Когда мистер Симпсон закрыл двери, оба сели в кресла, стоявшие друг против друга на расстоянии нескольких шагов.
– Я был в Уолден-Холле, – проговорил мистер Симпсон и многозначительно замолк.
Мисс Килдар с интересом рассматривала красный ковер с бело-зеленым узором. Это сообщение не требовало никакого ответа, и она молчала.
– Я узнал, – медленно продолжал мистер Симпсон, – я узнал о некоторых обстоятельствах, которые меня поразили.
Подперев щеку указательным пальцем, Шерли ждала, пока он объяснит, что это за обстоятельства.
– Говорят, наннлийское поместье заколочено и вся семья уехала. Еще говорят, что баронет… что баронет тоже уехал со своей матерью и сестрами.
– Вот как? – проговорила Шерли.
– Осмелюсь спросить, для вас эта новость так же неожиданна, как для меня?
– Нет, сэр.
– Но для вас это новость?
– Да.
– Я хочу сказать… хочу вам сказать, – продолжал мистер Симпсон, ерзая в кресле и переходя от коротких и до сих пор довольно ясных фраз к своему обычному многословному, путаному и желчному стилю. – Я хочу, я желаю полного объяснения. Вы от меня так не отделаетесь, нет! Я, я требую, чтобы. вы меня выслушали и… и чтобы все было по-моему. Вы должны ответить на мои вопросы. Я хочу ответов ясных и полных. Я с собой шутить не позволю!
Шерли молчала.
– Странно, поразительно, просто невероятно! Нет, это просто непостижимо! Я думал: все в порядке, – как же могло быть иначе? – и вдруг – вся семья уехала!

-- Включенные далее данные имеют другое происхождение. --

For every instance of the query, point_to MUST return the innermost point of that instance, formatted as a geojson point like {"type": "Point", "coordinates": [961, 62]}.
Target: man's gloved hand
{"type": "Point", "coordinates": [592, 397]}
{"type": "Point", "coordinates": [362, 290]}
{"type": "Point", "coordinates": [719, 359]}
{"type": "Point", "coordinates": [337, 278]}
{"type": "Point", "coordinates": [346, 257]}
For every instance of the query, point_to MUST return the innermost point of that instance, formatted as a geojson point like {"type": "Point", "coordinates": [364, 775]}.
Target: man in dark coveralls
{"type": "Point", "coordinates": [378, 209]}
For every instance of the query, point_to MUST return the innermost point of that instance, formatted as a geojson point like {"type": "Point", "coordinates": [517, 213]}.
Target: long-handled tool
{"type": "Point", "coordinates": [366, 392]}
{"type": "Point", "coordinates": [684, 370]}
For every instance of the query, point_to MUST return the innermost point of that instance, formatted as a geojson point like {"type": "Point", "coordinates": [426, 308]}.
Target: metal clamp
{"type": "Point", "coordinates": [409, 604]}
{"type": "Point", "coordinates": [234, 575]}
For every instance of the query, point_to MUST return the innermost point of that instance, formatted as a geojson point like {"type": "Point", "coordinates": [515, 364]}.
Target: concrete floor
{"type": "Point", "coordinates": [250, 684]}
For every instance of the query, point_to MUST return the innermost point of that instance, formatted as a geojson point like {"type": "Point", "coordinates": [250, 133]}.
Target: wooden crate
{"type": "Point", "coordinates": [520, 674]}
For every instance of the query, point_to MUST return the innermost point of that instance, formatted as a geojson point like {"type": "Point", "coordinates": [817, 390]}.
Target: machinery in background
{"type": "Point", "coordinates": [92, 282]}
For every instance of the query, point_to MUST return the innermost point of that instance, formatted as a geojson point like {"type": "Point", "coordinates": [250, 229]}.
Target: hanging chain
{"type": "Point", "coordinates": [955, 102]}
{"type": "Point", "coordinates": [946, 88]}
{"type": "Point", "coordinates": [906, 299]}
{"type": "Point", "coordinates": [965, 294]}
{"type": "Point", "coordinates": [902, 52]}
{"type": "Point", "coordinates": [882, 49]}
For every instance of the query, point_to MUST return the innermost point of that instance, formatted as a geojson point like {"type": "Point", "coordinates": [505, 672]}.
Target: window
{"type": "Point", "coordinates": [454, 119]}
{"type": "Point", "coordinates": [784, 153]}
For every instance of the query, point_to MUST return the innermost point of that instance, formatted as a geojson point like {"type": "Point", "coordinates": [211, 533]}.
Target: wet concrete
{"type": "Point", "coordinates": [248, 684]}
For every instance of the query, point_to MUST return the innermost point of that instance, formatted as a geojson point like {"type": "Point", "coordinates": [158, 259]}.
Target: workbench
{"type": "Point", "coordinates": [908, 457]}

– Я полагаю, сэр, они имели право уехать.
– Но сэр Филипп тоже уехал! – воскликнул мистер Симпсон, подчеркивая каждое слово.
Шерли подняла брови.
– Счастливого ему пути! – сказала она по-французски.
– Нет, так оставить дело нельзя, это надо тотчас исправить.
Мистер Симпсон придвинул свое кресло поближе, потом снова отодвинулся; вид у него был крайне обозленный и совершенно беспомощный.
– Полно, дядюшка, полно, успокойтесь, – с упреком сказала Шерли. – Если вы начнете сердиться и раздражаться, мы с вами ни о чем толком не договоримся. Спрашивайте меня: я так же хочу объясниться, как и вы, и обещаю отвечать только правду.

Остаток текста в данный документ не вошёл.